Es un regreso al útero, pero a un gran útero celeste. Es una sensación de reconocimiento (quizá para los Decanos del Zodíaco) no por el haber nacido y vivido, que de todos modos me ha ido como me ha ido, sino por haber tenido muchos años después la primicia de aquel espectáculo cósmico. Existe un sentido de sorpresa al poderlo revivir, único de verdad entre los mortales, porque podrá sucederle a los otros, aún a todos en un día, pero aquella concavidad y aquellas estrellas, con aquella disposición, reencontrada en ese momento, me era devuelta; eran cosas todas mías y de ningún otro.
De acuerdo, regresemos con los pies en la tierra. Era sólo tecnología, aunque sea nutrida y sostenida por un poco de fantasía.
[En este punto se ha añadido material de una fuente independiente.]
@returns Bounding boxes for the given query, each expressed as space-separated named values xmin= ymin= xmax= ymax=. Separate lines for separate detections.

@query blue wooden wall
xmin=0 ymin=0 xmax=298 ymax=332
Pero no a todos les es dado encontrar al Aleph tropezando en una escalera, o mirar en el momento justo aquel vaso de cobre, golpeado por aquel rayo de sol, que decidió la vida de Jakob Böhme. Se toma aquello que se encuentra, o que te regalan.
Dicen que un día todos viviremos sensaciones indecibles cuando esté a disposición la realidad virtual. Pero como ven no es necesario esperar a que la pongan en comercio; hay quien hasta se contenta de encontrarla viviendo el mundo a través de la televisión. Yo me gocé mi sueño faustiano, creía como todos haber perdido mi momento para siempre, porque no se puede decir, so pena de la maldición, “detente, eres bello”. Y en su lugar me lo han restituido, aunque sea por quince minutos.
De La Bustina di Minerva (Bompiani, 2000).